作品のストーリーは、岡田によれば「登場人物たちのごくありふれた、人間中心的なインタレストが容赦なく無化される、というもの」(プログラム)。その無化は、タールを浴びた女によって引き起こされる。これは、自然破壊を止めず気候変動に無策の人間に対し、自然から報復される様を示しているのだろう。父が、娘のデリケートな物言いを「気のせい」と一蹴するシーンや、威圧的な父を妻や娘らがタール女に導かれ(舞台の外で)殺害するなど、いわゆる弱者(女性)を自然の側に近い存在として扱っている点は印象的だった。

瀕死の白鳥 その死の真相』(2021)は環境問題を鋭く抉ったバレエ演劇だったが、本作も気候変動の問題を扱う点で同じ線上にある。岡田自身の言葉では「人間中心的な態度に変容を施」す作品だ。人間とモノとを同列に置き、両者のフラットな関係を創り出そうとした『消しゴム山』(2019)もそう。ここで、唐突ながら、思い出したことがある。

漱石論で批評家としてデビューしたての柄谷行人が、吉本隆明との対談で最も主要な関心をもつテーマについて問われ、こう答えていた。

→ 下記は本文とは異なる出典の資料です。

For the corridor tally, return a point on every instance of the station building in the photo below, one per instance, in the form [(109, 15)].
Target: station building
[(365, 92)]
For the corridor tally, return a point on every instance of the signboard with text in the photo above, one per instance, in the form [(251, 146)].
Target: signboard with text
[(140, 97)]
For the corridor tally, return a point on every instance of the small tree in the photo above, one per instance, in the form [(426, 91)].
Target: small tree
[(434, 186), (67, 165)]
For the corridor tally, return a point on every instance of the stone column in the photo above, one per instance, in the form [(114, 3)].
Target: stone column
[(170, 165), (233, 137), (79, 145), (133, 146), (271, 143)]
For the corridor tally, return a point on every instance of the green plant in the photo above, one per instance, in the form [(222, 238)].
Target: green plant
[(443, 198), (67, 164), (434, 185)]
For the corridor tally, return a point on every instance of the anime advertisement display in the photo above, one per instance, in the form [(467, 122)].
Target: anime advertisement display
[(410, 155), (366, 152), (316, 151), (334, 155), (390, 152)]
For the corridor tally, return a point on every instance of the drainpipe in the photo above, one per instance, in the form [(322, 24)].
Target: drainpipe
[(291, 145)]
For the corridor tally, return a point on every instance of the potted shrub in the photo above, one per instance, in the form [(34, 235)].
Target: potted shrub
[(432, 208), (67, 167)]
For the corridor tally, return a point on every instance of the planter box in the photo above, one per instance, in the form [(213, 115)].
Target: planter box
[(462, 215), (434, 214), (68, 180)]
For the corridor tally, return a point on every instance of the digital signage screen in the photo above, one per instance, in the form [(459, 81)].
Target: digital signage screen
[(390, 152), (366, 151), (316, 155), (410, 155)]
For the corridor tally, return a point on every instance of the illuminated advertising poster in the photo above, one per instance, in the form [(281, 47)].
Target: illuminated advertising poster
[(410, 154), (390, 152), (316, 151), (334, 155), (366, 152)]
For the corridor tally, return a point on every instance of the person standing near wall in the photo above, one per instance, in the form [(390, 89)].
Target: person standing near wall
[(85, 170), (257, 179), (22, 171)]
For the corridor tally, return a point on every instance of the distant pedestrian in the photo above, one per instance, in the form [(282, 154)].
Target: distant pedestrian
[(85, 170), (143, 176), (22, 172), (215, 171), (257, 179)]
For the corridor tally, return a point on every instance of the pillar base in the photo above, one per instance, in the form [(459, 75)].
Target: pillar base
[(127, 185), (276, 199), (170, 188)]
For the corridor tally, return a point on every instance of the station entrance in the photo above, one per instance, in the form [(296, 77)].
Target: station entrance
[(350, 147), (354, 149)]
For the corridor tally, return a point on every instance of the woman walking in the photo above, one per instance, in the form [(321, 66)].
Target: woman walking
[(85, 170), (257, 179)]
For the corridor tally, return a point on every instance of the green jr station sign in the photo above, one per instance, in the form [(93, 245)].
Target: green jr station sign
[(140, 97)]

意識が自由に生みだしていくようにみえるときの、その都度限界性として自然が現れます。あるいはそういうものを「自然」とよびたいわけです。そいつをひっくり返しちゃって自然の側からむしろ意識をやっつけるという、そういうモチーフですね。(「私はなぜ批評家になったか」1970年)。

これを読んだのは80年代だったと思うが、最近の岡田のコメントや舞台から、この「自然の側からむしろ意識(人間中心的)をやっつける」という文言が何度か浮かんできた。意外に両者の〝倫理性〟は共通するところがあるのかもしれない。